En ouvrant la rubrique Actualités, outre les trois articles précités et les dates des fêtes islamiques, on lit les communiqués suivants :

– « 50 jeunes envoyés en Algérie par la Grande Mosquée de Paris pour les jeux panarabes 2023 » (5 juillet) ;

– « Le recteur reçoit l’ancien Premier ministre Jean-Pierre Raffarin » (4 juillet) ;

– « Distribution solidaire à la Grande Mosquée de Paris » (3 juillet) ;

– « Première ‘Journée avec les convertis’ hier après-midi » (1er juillet) ;

– « Communiqué – Mort du jeune Nahel : l’apaisement pour la vérité et la justice » (29 juin) ;

– « Le recteur a rencontré le président de la Chambre de Commerce et d’Industrie Algéro-Française » (27 juin) ;

– « Rencontre entre les accompagnateurs de nos prochaines colonies de vacances en Algérie » (24 juin) ;

– « Réunion de travail pour finaliser les préparatifs de nos colonies de vacances en Algérie » (22 juin) ;

– « La formation Emouna de Sciences Po à la Grande Mosquée de Paris » (19 juin) ;

– « Les coordonnées de notre service pour la certification Halal des produits exportés vers l’Algérie » (16 juin)

– « Échange avec Aymeric Caron » (15 juin).

Cet échantillon donne un aperçu intéressant des messages que la GMP entend envoyer. On y trouve des marques très claires d’inféodation à l’Algérie, un objectif de légitimation en tant qu’autorité religieuse (la certification halal) et institution de bienfaisance (les distributions solidaires), ainsi qu’une stratégie de légitimation via l’enseignement supérieur (Sciences po) et les contacts avec diverses personnalités politiques de gauche (Edwy Plenel, Aymeric Caron) et du centre (Jean-Pierre Raffarin).
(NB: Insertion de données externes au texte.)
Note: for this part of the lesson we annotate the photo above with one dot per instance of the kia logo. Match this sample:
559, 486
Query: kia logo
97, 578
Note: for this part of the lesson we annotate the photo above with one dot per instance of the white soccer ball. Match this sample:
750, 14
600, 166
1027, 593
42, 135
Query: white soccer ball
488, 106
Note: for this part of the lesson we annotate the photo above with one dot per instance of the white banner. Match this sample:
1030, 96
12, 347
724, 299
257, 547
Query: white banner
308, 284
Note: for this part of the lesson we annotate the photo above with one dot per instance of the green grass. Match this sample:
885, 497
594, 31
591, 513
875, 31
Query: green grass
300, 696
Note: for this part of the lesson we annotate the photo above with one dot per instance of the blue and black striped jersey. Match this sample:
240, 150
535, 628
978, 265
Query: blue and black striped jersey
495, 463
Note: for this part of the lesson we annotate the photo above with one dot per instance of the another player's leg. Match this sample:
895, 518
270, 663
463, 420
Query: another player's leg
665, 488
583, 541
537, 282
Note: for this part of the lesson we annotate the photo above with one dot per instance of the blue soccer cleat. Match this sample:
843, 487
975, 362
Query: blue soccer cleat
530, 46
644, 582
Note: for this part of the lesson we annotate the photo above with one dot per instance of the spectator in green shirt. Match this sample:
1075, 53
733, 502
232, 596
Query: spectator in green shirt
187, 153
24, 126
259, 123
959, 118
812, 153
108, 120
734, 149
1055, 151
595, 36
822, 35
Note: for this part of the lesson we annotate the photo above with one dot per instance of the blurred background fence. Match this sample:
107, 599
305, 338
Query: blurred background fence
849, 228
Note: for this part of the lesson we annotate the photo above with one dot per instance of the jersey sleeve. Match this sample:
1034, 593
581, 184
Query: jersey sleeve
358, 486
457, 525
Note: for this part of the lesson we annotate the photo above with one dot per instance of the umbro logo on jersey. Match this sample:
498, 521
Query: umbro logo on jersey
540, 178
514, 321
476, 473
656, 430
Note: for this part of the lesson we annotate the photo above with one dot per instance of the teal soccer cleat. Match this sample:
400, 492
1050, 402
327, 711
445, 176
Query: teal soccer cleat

Les émeutes urbaines ne sont pas oubliées, mais le communiqué du 29 juin semble bien anecdotique et très général.

« Si l’incompréhension, la douleur et la colère sont légitimes à la suite d’un tel drame, la Grande Mosquée de Paris appelle en particulier les jeunes à ne pas réagir par la violence. Elle les invite à faire entendre leurs voix et à se mobiliser pacifiquement pour que la mémoire de Nahel soit respectée et pour que la justice soit rendue (…). Il est du rôle d’une institution religieuse et des hommes de foi de montrer que l’apaisement est le seul chemin possible et constructif pour accéder à la vérité et à la justice ».

Rien à redire en apparence, si ce n’est que ce communiqué ne contient aucune condamnation franche de la violence, ni aucun appel pour récuser tout lien avec l’islam ou désavouer les musulmans qui se livreraient à des exactions.

Hasard sans doute : ce communiqué a étépublié le même jour que celui du ministère des affaires étrangères algérien, lequel indique avoir « appris avec choc et consternation la disparition brutale et tragique du jeune Nahel et les circonstances particulièrement troublantes et préoccupantes dans lesquelles elle est intervenue ». Les autorités algériennes précisent « faire confiance » au gouvernement français pour « assumer pleinement son devoir de protection, soucieux de la quiétude et de la sécurité dont doivent bénéficier nos ressortissants sur leur terre d’accueil », ajoutant qu’elles suivent avec « une très grande attention » cette « affaire tragique, avec le souci constant d’être aux côtés des membres de sa communauté nationale au moment de l’adversité et de l’épreuve ».

De toute évidence, les autorités algériennes n’ont pas encore compris l’objectif d’Emmanuel Macron de couper les liens entre les Français musulmans et les pays étrangers. On se demande également si le gouvernement algérien a bien écouté le ministre de l’Intérieur lorsque celui-ci a expliqué que 90% des émeutiers sont Français.  

Il y a encore du pain sur la planche.